Dès le début du procès, les avocats du général Rios Montt ont multiplié les incidents et les manoeuvres dilatoires. Le patronat, les anciens officiers et plusieurs médias influents ont organisé la contre-offensive, niant qu’un génocide ait eu lieu au Guatemala lors du « conflit armé » entre les militaires et la guérilla communiste. Le président du Guatemala, le général Otto Pérez Molina, a défendu la même position.
Commandant une garnison dans la province du Quiché pendant la guerre civile, il a été accusé de violations des droits de l’homme par un témoin, un ancien militaire, lors du procès. La comparution d’un autre témoin, le journaliste américain Allan Nairn, a été annulée au dernier moment. Selon ce reporter, qui a couvert le conflit guatémaltèque dans les années 1980, la responsabilité de Rios Montt dans les massacres d’Indiens Mayas n’est pas la seule engagée.
Politique de terre brûlée
Allan Nairn ne cachait pas qu’il allait mettre en cause le président Pérez Molina et le soutien des diplomates américains et de la CIA à la politique de terre brûlée du général Rios Montt. Engagé dans une guerre secrète contre le Nicaragua sandiniste, le président Ronald Reagan appuyait le général Rios Montt, qu’il considérait comme « un homme d’une grande intégrité, totalement dévoué à la démocratie » ! Loin de dénoncer les massacres commis par l’armée guatémaltèque, Elliot Abrams, le responsable des droits de l’homme au département d’Etat, vantait le bilan de Rios Montt.

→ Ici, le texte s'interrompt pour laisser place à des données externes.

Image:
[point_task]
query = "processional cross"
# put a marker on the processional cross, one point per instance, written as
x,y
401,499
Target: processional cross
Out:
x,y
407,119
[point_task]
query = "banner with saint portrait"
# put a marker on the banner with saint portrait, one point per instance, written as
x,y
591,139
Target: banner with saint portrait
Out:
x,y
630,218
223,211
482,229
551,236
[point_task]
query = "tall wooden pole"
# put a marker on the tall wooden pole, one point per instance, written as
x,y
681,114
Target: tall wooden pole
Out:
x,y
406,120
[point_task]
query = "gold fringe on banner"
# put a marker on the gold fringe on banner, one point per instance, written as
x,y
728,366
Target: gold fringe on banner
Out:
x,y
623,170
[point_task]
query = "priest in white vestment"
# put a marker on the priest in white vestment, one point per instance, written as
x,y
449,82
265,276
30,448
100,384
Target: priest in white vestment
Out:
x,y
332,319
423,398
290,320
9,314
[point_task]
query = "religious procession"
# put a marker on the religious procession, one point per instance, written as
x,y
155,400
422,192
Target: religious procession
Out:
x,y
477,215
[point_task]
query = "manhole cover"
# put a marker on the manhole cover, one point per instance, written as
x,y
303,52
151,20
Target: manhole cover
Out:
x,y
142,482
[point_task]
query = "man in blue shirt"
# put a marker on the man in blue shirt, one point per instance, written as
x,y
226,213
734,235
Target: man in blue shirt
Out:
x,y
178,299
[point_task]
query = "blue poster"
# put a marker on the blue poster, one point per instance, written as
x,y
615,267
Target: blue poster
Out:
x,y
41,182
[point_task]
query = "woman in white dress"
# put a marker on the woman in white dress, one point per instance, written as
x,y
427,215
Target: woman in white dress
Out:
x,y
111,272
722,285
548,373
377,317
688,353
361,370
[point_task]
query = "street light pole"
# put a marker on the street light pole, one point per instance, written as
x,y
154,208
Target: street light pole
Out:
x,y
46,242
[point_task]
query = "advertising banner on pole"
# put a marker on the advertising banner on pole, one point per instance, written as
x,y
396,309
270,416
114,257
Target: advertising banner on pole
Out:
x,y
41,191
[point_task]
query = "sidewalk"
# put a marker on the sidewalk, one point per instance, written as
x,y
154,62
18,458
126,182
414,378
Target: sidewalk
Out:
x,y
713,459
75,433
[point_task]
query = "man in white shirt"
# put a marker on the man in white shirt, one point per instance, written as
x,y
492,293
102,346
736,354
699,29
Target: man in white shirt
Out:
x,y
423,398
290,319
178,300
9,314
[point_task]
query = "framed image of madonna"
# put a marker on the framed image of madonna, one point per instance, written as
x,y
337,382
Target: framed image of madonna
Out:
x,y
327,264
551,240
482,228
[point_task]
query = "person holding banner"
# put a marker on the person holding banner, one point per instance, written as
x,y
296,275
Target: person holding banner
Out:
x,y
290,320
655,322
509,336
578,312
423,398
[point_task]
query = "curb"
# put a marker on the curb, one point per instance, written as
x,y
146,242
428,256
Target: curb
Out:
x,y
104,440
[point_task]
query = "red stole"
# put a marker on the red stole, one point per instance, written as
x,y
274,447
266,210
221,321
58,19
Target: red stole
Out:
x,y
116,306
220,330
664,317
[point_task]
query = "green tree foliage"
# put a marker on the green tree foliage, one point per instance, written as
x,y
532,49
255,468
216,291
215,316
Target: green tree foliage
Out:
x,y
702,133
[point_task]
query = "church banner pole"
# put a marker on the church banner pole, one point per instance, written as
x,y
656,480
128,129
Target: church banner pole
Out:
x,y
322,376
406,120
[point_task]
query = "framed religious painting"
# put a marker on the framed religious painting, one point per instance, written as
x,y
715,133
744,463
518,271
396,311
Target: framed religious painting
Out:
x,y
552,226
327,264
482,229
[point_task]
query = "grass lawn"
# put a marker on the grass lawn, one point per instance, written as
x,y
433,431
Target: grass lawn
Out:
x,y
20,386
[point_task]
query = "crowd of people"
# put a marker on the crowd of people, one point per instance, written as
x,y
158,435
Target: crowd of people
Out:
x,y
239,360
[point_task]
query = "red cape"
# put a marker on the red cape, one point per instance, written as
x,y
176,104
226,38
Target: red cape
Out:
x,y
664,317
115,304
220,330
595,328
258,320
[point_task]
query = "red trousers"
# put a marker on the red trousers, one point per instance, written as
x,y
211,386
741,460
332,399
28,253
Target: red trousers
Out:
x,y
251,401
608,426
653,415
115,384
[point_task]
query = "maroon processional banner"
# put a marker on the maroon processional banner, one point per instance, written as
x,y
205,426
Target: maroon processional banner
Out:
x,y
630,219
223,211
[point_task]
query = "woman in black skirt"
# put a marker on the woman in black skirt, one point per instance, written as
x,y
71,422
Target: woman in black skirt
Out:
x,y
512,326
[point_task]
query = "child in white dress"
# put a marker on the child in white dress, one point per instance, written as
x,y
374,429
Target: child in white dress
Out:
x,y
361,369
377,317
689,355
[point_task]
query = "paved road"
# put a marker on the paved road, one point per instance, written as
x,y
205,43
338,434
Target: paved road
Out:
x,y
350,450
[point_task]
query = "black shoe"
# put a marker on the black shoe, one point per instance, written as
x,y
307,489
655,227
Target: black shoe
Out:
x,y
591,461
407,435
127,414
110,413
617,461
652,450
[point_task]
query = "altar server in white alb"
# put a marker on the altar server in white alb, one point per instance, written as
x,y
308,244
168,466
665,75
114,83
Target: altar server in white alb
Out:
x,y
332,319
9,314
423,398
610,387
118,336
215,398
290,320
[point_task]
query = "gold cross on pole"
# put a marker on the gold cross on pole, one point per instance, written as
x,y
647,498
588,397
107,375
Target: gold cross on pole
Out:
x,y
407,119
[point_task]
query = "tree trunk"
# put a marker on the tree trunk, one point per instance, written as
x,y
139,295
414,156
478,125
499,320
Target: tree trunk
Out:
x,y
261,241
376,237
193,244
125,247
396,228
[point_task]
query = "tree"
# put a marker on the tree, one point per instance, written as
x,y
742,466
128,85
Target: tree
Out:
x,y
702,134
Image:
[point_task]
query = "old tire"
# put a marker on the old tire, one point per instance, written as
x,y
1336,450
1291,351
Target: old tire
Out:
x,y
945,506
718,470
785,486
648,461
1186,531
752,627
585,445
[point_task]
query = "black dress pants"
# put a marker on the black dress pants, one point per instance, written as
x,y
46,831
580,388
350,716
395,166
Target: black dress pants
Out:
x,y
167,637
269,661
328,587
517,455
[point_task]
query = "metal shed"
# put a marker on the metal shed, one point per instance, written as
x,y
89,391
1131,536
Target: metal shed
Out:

En Haïti, les avocats de l’ancien dictateur Jean-Claude Duvalier ont souligné les ambiguïtés de la communauté internationale. Pourquoi « Bébé Doc » n’a-t-il pas été poursuivi en France pour les crimes contre l’humanité qui lui sont reprochés ? De sa fuite en février 1986 à son retour en Haïti, en janvier 2011, il a vécu vingt-cinq ans en exil en France, sans être inquiété. Face aux témoignages des victimes qui ont décrit les tortures, les assassinats et les disparitions, les défenseurs de l’ancien dictateur ont ressorti les rapports du département d’Etat américain faisant état de « progrès » à la fin des années 1970.
Aux côtés d’Amnesty International et de Human Rights Watch, la haut-commissaire des Nations unies pour les droits humains, Navi Pillay, a insisté pour que Jean-Claude Duvalier soit jugé pour crimes contre l’humanité et non pas seulement pour corruption et détournement de fonds, comme l’avait décidé un juge d’instruction. Au même moment, le secrétaire général de l’ONU, Ban Ki-moon, déclarait irrecevables les plaintes déposées contre l’organisation pour l’introduction du choléra en Haïti. Deux poids, deux mesures en matière d’impunité, entendait-on en Haïti, où l’épidémie a fait plus de 8 100 morts depuis 2010. Selon plusieurs études scientifiques, le choléra a été introduit en Haïti par des casques bleus népalais.
Le courage des victimes pour mettre fin à l’impunité se heurte au manque de volonté politique du président haïtien Michel Martelly, prêt à passer l’éponge au nom de la « réconciliation nationale ». Au Guatemala comme en Haïti, les plaignants ne veulent pas de dédommagement. Juste dire ce qui a été « afin que ça ne se reproduise plus ».